Le terrain de jeu que propose l‘organisation du Transvulcania sur 74 kilomètres est une succession de cartes postales, une traversée de paysages divers alternant mer et montagne, ciel et volcans, du bleu de l’azur au noir de la roche basaltique. La Palma, située au nord-ouest de l’archipel des Canaries au large des côtes africaines est une île de forme triangulaire pointant vers le sud. D’un rivage très étroit, elle s’élève rapidement en pentes abruptes. La végétation est tantôt verdoyante, tantôt absente laissant place à un désert de roches noires. Du départ donné à l’extrémité sud de l’île sur la plage à proximité du phare de Fuencaliente, le peloton effilé entame d’abord vers le nord l’ascension des cônes volcaniques du Cumbre Vieja, puis du Cumbre Nueva. Il prolonge sa course sur la ligne de crêtes allongée avant d’atteindre au centre du récif ilien la Caldeira de Taburiente, un cirque de neuf kilomètres de diamètre ouvert vers le ciel, qu’il contourne comme une toupie d’est en ouest. Du Roque de los Muchachos à 2 426 mètres d'altitude, le point culminant de l'île, la course entame alors une terrible descente, retrouve le sable de la plage sombre et les bananeraies de Tazacorte avant de finir au centre de la ville de Llanos de Aridane. 8525 mètres de dénivelé cumulé, 4420 mètres de dénivelé positif, de quoi faire plaisir au cœur, aux yeux et aux jambes.

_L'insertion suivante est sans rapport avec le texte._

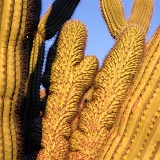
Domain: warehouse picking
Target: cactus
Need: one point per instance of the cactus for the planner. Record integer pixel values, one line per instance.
(22, 39)
(88, 113)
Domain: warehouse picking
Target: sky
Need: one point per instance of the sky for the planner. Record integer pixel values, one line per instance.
(99, 41)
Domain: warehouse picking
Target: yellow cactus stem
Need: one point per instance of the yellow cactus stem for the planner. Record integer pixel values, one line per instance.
(111, 85)
(12, 16)
(113, 14)
(86, 98)
(72, 74)
(141, 14)
(1, 8)
(135, 134)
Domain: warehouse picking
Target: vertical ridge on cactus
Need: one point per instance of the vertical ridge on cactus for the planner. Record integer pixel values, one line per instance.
(113, 15)
(108, 113)
(48, 25)
(71, 76)
(141, 14)
(111, 84)
(134, 128)
(11, 35)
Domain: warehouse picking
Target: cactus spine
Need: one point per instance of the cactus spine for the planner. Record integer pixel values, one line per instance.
(21, 41)
(107, 113)
(71, 77)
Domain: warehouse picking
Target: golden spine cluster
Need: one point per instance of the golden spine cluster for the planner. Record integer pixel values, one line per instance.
(135, 134)
(13, 15)
(109, 113)
(113, 15)
(111, 84)
(72, 76)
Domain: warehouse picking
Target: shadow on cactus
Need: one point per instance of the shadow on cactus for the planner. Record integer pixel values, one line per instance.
(103, 113)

Près de 4000 coureurs bien matinaux, répartis sur 3 courses, 24, 44 ou 74 km se sont donc retrouvés bien avant l’aurore au point de départ bercé par les vagues. Le ressac des vagues murmure en allées et venues et balaie la plage. Le départ de l’ultra est donné à 6:00. La nuit noire recouvre encore un sol composé de sable essentiellement noir. La température est déjà douce. Que de monde sous le portique ! Et quelle agitation. Maillots bigarrés, tenues adaptées, bidons harnachés… le rendez-vous est un succès. « Quatro, très, dos, uno…, C’est parti. Le serpentin s’effrite dès le départ et n’aura de cesse de s’étirer. Les frontales illuminent comme une guirlande dans la nuit noire le premier versant gravi en grandes enjambées. Chaque coureur entame son combat contre le volcan, gravit son échine, s’apprête à livrer un combat éreintant. Malgré l’heure matinale, le monde spectateur est là, encourage, offre sa haie d’honneur, étrique le passage, vocifère ses encouragements « Venga ! Venga ! Animo ! ». 2000 mètres de dénivelé en seize premiers kilomètres d’escalade. Los Caneiros, Las Deseadas offrent leurs premiers ravitaillements. Sous les pieds, le sable et la poussière de lave noirs offrent peu d’appuis. L’ascension est rigoureuse, difficile. Quand le jour commence à poindre, les hauteurs sont déjà gagnées. Le sable a alors laissé place à la caillasse, aux roches de basalte. Les regards furtifs jetés en contrebas laissent tantôt apercevoir une mer de nuages blanc cotonneux, tantôt le bleu de l’océan et les couleurs vives et variées des habitations bâties sur l’étroit rivage. Les exigences topographiques de l’épreuve sont certaines mais elles ne sont pas la principale difficulté. Le soleil point dès les premières heures et assène le prétendant de copieuses chaleurs. Vulcain n’est pas si facile à vaincre. Ce n’est que le début du combat. Il faut poursuivre.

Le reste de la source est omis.